7.            Casey’s Application, filed on October 5, 2017, requests that the Commission enter an order finding that the Commission does not have jurisdiction over the instant dispute.  Protestants request that the Commission deny Casey’s request and decide this issue on the merits.

8.            On June 18, 2018, the Hearing Officer required the submission of Expanded Prehearing Statements (“EPS”) from each party, in order to clarify the specific arguments, and the legal basis relied upon for same.  Casey submitted his EPS on June 25, 2018, and the Protestants’ Response was filed on July 2, 2018.  No reply was authorized.

9.            A Final Prehearing Conference (“Final PHC”) was held at the Commission on July 16, 2018.  All parties were present and represented by legal counsel.

10.          Following the Final PHC, the Hearing Officer issued a Final Prehearing Order which, among other things, set forth stipulated facts, identified the disputed issue and provided the parties with 15 minutes each to argue the disputed issue.

11.          The Stipulated Facts in the Final Prehearing Order identified a lease, the Casey Lease, between Casey and Antero as the applicable agreement in this matter. Stipulated Fact No. 5, Final Prehearing Order.

12.          The parties also stipulated that Ursa is successor-in-interest to the Casey Lease.  Id., at Stipulated Fact No. 4.
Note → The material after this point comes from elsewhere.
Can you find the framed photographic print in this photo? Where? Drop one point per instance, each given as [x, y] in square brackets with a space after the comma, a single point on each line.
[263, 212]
13.          The parties stipulated that the Casey Lease provides for payment of royalties based on the following provision:

Lessee shall pay royalties to Lessor…twenty percent (20%) of all gas and oil, including coal-bed methane gas, casinghead gas, hydrocarbons and other gas products or gaseous substances of whatever kind or nature, produced and saved from the Land, at the then prevailing market price for the product, whether or not such product is sold by Lessee and whether sold at the wellhead, in the pipeline or otherwise, free of production costs, gathering costs, dehydration costs, compression costs, manufacturing costs, processing and treating costs, marketing costs, transportation costs and free of any and all other costs, except taxes and conservation charges assessable to Lessor by law.  Accrued royalties shall be paid not less often than quarterly.  The market price as stated above shall be either the fair and reasonable value thereof at the place where sold or used or the selling price if sold under bona fide contracts of sale with third persons, third persons being defined as any person or entity, not a subsidiary or affiliate of Lessee, with whom Lessee deals at arms’ length and with whom Lessee has no processing contract involving production from the Land or any other arrangement involving an exchange of production from the Land for other production, or any reciprocal allowance for discount on such production, or any reciprocal advantage, direct or indirect resulting from any contract or arrangement[.]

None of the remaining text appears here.